Zalman Chaim Bernstein (1926-1999; זלמן חיים ברנשטיין), originally known in his businesses as Sanford Bernstein, was an American billionaire businessman and philanthropist.

Biography
Zalman Bernstein was born to a Jewish family in Brooklyn, New York in 1926. At the age of eighteen, he joined the United States Navy and fought in the Second World War. He then received a bachelor's degree in economics from New York University, followed by a master's degree in economics from the Harvard Business School.

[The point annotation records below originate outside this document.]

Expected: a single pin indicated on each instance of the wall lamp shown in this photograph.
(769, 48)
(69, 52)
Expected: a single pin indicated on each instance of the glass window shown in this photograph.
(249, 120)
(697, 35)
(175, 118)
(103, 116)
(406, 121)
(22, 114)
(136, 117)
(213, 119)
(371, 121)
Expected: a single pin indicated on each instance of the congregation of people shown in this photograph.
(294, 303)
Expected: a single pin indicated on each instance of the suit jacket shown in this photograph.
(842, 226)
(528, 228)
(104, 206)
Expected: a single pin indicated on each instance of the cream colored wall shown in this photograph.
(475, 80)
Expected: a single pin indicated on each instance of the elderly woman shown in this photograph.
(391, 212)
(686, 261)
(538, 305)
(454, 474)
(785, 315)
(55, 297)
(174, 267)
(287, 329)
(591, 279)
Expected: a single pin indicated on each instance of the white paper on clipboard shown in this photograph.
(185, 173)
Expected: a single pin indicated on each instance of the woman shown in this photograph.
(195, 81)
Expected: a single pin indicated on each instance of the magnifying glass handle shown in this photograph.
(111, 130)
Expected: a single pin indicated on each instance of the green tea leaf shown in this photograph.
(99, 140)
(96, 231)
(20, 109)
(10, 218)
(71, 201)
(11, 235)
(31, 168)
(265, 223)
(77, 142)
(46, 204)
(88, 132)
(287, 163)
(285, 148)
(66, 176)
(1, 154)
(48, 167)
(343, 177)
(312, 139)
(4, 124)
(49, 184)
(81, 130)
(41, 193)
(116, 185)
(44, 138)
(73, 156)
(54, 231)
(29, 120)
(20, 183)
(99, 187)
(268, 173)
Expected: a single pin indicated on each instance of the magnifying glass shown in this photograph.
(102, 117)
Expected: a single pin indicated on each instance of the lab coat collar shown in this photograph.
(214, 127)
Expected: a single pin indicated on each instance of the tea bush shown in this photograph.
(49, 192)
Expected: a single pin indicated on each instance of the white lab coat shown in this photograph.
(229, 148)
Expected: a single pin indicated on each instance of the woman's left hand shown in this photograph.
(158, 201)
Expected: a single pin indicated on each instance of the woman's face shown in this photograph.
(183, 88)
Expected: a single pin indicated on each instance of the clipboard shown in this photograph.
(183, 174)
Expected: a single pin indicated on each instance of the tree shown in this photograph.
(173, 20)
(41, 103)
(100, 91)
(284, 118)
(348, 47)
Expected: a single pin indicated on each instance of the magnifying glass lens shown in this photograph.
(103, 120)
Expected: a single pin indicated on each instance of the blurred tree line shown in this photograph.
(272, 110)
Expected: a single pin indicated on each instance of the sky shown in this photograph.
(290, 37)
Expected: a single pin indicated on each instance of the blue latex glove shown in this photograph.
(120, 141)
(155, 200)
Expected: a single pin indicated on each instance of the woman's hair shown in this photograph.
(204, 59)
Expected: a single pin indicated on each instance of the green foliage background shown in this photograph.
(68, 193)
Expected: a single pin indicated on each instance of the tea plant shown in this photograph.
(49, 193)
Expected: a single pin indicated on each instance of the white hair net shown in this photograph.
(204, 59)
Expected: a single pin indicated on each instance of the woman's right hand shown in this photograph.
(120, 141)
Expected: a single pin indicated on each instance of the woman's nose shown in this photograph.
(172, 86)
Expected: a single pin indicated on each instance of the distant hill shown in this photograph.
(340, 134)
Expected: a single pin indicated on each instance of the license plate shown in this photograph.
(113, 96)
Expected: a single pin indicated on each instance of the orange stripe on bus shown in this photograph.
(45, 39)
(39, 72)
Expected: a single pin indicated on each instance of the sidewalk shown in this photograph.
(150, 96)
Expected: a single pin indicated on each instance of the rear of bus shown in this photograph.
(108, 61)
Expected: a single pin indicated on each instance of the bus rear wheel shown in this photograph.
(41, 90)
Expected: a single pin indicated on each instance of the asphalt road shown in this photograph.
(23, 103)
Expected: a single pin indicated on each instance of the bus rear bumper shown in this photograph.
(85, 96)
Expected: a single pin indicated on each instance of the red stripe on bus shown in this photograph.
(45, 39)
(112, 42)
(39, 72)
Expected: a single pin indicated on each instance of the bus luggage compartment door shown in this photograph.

He worked as an economic advisor for the Marshall Plan. In 1967, he founded the investment management firm Sanford Bernstein.  When he first founded Sanford C. Bernstein, his brother Paul P. Bernstein was his sole partner.

Personal life
Bernstein married three times. He was survived by his third wife,  Mem Dryan Bernstein; and three children, Claude Bernstein, Leslie Bernstein Armstrong, and Rochel Leah Bernstein; and three stepchildren, Geoffrey Dryan, Suzanne Dryan Felson, and Jennifer Dryan Farkas. He died of lymphoma in 1999.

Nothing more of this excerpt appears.